Foodservice News This Week

  • The battle for breakfast continues to heat up. Taco Bell’s assault on the breakfast market has provoked a response from McDonald’s. Mickey D’s CEO said that his chain has dominated the fast food breakfast business for 35 years and “we don’t plan to give that up.” McDonald’s plan seems to be a communications program stressing that McDonald’s eggs, bacon and sausage are made fresh and are not “a microwave deal.”
  • Price, taste and service matter the most to quick-service and casual-dining customers but other factors count, too, according to research from Deloitte & Touche. For example, customers who join loyalty programs are in fact more brand loyal. Click here to learn more about the study.
  • Taco Bell will target a different consumer set when it begins testing a new concept. Called the US Taco Company, the fast-casual restaurant will offer higher quality ingredients and a better atmosphere to lure consumers who are willing to spend a little more. The restaurant will open in Huntington Beach, Calif. in a few months.
  • Corporate Stirrings: Brazil-based International Meal Co. purchased 12 Magaritaville restaurants and plans to grow the chain. Carrols Restaurant Group, Burger King’s largest franchisee, announced an initial public offering of 10 million shares at $6.20 per share. McDonald’s plans to sell more company-owned units outside the U.S. to franchisees.
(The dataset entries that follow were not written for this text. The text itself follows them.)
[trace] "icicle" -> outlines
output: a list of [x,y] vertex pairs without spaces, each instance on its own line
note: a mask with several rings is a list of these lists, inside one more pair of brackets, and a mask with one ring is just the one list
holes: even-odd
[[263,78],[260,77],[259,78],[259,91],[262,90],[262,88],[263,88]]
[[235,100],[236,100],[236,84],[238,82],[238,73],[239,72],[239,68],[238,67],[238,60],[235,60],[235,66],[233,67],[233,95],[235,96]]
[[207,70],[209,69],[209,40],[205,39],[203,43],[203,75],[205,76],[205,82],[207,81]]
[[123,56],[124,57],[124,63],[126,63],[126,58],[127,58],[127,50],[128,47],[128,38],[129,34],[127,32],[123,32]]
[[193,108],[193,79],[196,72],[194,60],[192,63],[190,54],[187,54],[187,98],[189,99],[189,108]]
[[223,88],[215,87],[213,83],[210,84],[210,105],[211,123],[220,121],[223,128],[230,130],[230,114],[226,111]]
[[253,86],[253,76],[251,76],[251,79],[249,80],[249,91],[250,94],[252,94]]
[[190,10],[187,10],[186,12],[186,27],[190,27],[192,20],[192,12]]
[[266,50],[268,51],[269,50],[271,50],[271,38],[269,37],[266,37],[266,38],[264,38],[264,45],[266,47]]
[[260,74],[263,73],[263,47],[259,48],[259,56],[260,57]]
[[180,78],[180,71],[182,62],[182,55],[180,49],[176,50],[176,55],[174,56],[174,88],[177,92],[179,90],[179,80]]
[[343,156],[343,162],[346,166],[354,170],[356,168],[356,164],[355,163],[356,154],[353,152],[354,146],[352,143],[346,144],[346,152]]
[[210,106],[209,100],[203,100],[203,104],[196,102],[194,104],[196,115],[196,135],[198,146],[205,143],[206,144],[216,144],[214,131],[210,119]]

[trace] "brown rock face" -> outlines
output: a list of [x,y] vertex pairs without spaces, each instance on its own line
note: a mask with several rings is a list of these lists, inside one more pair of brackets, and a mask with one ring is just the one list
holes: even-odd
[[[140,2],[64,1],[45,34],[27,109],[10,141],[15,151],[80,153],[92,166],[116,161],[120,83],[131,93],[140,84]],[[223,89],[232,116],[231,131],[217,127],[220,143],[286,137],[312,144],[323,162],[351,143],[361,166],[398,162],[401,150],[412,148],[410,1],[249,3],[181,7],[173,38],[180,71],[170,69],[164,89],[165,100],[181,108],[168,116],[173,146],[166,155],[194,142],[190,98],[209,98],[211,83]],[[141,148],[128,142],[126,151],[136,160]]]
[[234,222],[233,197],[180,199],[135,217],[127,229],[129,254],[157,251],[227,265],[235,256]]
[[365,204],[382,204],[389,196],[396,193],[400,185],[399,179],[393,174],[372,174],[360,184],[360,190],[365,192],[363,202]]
  • Pizza Hut plans to test an in-store coffee cafe In India. The chain hopes to drive sales by offering more variety and adding a different daypart for the brand. The test concept may be available in as many as 10 stores by the end of the year.
  • The QuickTrip C-store chain is rolling out a new kitchen and menu featuring made to order hot foods including flatbreads, toasted sandwiches and soft pretzels. The menu will also include shakes, real fruit smoothies, and specialty coffee drinks. A VP said that with falling tobacco sales, foodservice is a way of attracting more traffic.
  • Growth Chains:Arby’s will open 38 restaurants in Colorado in the next 7 years. Togo’s Eatery will open 5 locations in Eastern Idaho and 8 units in Salt Lake City. Dunkin’ Donuts will open between 380 and 410 restaurants in the U.S. and 685 to 800 more outside the country this year. PizzaRev, with 8 stores currently, plans to expand to 65 by the end of 2015. Village Inn has signed 12 new franchisees who will open a total of 12 new locations. KFC plans o opening 30 new stores a year for the next 5 years in England and Ireland.
  • Comparable Store Sales Reports: Baskin Robins (up 0.5 percent), Brinker (Chili’s up 0.5 percent and Maggiano’s up 0.2 percent), Buffalo Wild Wings (company-owned locations were up 6.6 percent and franchised locations were up 5.0 percent), Burger King (up 0.1 percent), Cheesecake Factory (up 1.2 percent), Denny’s (system up 1.8 percent, company-owned locations were up 1.8 percent and franchised locations were up 1.5 percent), Famous Dave’s (company-owned locations saw a 4.9 percent decrease in sales and franchised locations experienced a 3.3 percent decline in sales), Grand Lux (down 2.9 percent), Mitchell’s Fish Market (down 4.3 percent), Ruth’s Chris Steakhouse (up 2.6 percent) and YUM (KFC down 3 percent, Pizza Hut down 5 percent and Taco Bell down 1 percent).